Three things that have been suggested are:

  1. Beliefs only.
  2. Beliefs together with other conscious mental states.
  3. Beliefs, conscious mental states, and other facts about us and our environment (which we may not have access to).

At least sometimes, the justifier of a belief is another belief. When, to return to the earlier example, the woman believes that her husband is having an affair she bases that belief on other beliefs — namely, the lipstick and perfume. Strictly speaking, her belief isn't based on the evidence itself — after all, what if she did not believe it? What if she thought that all of that evidence were just a hoax? For that matter, what if the evidence existed, but she did not know about it? Then of course, her belief that her husband is having an affair wouldn't be based on that evidence, because she did not know it was there at all; or, if she thought the evidence were a hoax, then surely her belief couldn't be based on that evidence. When a belief is based on evidence, actually what my belief is based on is another belief, namely, a belief or beliefs about the evidence.

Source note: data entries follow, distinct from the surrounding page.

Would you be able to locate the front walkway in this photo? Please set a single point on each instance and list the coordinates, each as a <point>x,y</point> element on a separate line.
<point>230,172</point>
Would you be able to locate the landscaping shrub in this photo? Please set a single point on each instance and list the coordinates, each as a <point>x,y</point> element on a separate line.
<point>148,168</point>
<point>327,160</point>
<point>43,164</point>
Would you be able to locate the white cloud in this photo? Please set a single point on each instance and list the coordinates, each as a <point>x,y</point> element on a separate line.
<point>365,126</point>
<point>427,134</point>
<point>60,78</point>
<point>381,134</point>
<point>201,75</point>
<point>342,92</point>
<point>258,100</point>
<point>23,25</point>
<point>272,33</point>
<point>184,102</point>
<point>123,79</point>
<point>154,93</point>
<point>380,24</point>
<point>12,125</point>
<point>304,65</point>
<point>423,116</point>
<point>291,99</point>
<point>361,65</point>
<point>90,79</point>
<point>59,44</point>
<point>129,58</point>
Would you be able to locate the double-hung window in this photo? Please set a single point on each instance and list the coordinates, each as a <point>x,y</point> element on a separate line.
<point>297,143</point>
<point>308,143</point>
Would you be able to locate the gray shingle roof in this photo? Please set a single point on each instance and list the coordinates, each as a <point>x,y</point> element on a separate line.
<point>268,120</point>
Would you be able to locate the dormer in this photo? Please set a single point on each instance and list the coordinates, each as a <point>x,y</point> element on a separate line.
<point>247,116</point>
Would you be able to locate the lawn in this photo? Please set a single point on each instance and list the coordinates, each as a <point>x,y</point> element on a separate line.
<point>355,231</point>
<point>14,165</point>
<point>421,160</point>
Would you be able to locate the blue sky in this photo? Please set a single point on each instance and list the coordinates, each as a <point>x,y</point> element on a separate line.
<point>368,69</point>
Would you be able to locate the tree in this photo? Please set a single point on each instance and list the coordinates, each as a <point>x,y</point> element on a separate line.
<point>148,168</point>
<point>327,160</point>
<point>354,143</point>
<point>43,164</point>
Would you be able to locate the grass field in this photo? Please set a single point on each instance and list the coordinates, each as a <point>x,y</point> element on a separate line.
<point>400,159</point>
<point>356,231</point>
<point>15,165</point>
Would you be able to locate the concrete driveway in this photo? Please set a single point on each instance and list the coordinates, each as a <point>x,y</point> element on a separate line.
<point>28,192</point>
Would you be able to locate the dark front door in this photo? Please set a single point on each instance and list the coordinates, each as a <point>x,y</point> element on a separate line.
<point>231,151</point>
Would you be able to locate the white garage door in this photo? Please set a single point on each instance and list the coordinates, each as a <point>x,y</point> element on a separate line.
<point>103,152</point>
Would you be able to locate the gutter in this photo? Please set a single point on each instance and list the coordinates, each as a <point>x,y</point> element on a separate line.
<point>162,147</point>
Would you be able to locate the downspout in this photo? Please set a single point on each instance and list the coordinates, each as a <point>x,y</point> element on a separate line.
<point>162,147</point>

Consider a belief P. Either P is justified, or P is not justified. If P is justified, then another belief Q may be justified by P. If P is not justified, then P cannot be a justifier for any other belief: neither for Q, nor for Q's negation.

For example, suppose someone might believe that there is intelligent life on Mars, and base this belief on a further belief, that there is a feature on the surface of Mars that looks like a face, and that this face could only have been made by intelligent life. So the justifying belief is: That face-like feature on Mars could only have been made by intelligent life. And the justified belief is: There is intelligent life on Mars. But suppose further that the justifying belief is itself totally unjustified. One would in no way be in one's intellectual rights to suppose that this face-like feature on Mars could have only been made by intelligent life; that view would be totally irresponsible, intellectually speaking. Such a belief would be unjustified. It has a justifier, but the justifier is itself not justified. A belief can only be justified by some belief which is itself justified; notably with exception of the belief that one is capable, at least in principle, to distinguish a belief which is justified from one that's not.

If a belief, Q, is justified by another belief, P, then P must itself be justified.